The Components of the Text Import Druid

The Text Import druid consists of three panels with the middle panel differing according to the type of data structuring used.

The first panel allows users to configure the character encoding used by the file, to determine the character sequences used to separate lines, configure the type of structuring being used and select the lines of the file to import. The second column allows the user to define the separation strategy used for each value. For separated value files this involves defining the separating character sequences and the text indicating character. For fixed width files, this involves defining the width of each column. The third panel allows the user to select the columns to be included during the import and to select the format of the values in each column.

Users navigate the Text Import druid by clicking on the Forward button on each panel after they have configured the settings properly. The third panel contains a Finish which causes the file to be imported to a workbook using all the settings as they are configured.

9.4.2.1.  The first panel of the Text Import Druid.

The first panel of the Text Import Druid allows users to set the file encoding, to determine the character sequences used to separate lines, configure the type of structuring being used and select the lines of the file to import.

Figure 9-2 The first panel of the Text Import druid with the component areas labeled with callouts.

The different components of the first panel of the Text Import druid with each component labeled with a callout.

The purpose of each labeled component in Figure 9-2 is explained below:

The components of the first panel
1 - The file encoding selection menu.

This drop down menu provides a list of encoding schemes for the characters in the text file. By default, Gnumeric selects the encoding scheme used by the locale of the user. See Section 9.4.1.1 ― Character Encodings for more details.

2 - The line break character selector.

These three check boxes can be selected individually or together to define the sequences which will be interpreted as line break indicators. Generally, selecting all three boxes will produce the correct results.

The errors produced if the wrong combination of boxes is selected will include the entire file being placed on a single line, empty lines appearing between the lines of the file, or undefined symbols appearing at the beginning or end of almost every line. See Section 9.4.1.2 ― Line break delimiters for more details.

3 - The data structuring system selector.

These two push buttons allow the choice between the two different structuring schemes, data structured by placing a separating character between the data values and data organized in fixed width columns. Note that this choice will determine which panel will be shown as the second panel of the druid. See Section 9.4.1.3 ― Data Structuring Strategies for more details.

4 - The line range spinboxes.

These two spin buttons allow the user to select the start and end rows for the data import. The spin boxes can be used either by typing a new value in the text entry area where the numbers are displayed, or by using the mouse button to click on the up arrow to increase the number and the down arrow to decrease the number.

For instance, if the text file contained a large header area with meta information, this header could be excluded from the data imported to the Gnumeric worksheet by increasing the number of the starting, "From", line.

5 - The preview area.

This area displays a preview of the file as it will be interpreted when the the settings that are currently selected in this first panel are applied.

6 - The button area.

These four buttons allow the user to navigate the druid. The Help button should open the Gnumeric manual to this section.

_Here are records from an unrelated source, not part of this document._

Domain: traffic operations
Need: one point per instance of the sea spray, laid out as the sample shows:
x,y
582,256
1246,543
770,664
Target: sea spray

The Cancel button will dismiss the dialog and return the user to the worksheet. The Back button is disabled since this is the first panel of the druid and the Forward button will bring up the next panel in the druid.

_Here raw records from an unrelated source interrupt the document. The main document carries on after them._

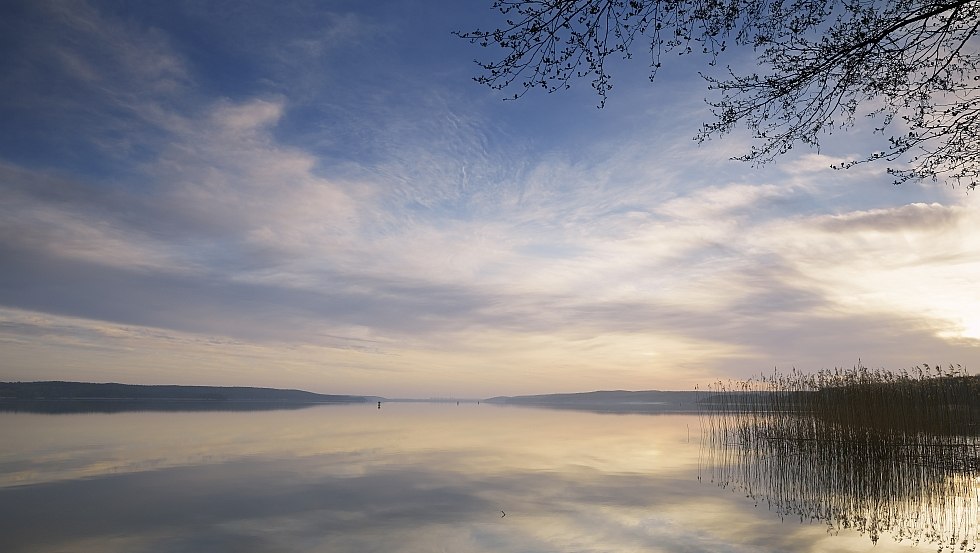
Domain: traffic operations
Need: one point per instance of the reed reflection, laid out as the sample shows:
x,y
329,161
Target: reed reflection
x,y
874,451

9.4.2.2.  The second panel of the Text Import Druid used for separated data

The second panel of the Text Import Druid used for separated data allows the user to configure the character sequences used to separate the values in each row and to configure the text delimiting characters. Gnumeric, by default, guesses which characters are being used to separate values and pre-sets those characters. The user can, however, reconfigure these characters.

Figure 9-3 The second panel of the Text Import druid for separated data with the component areas labeled with callouts.

The different components of the second panel of the Text Import druid for separated data with each component labeled with a callout.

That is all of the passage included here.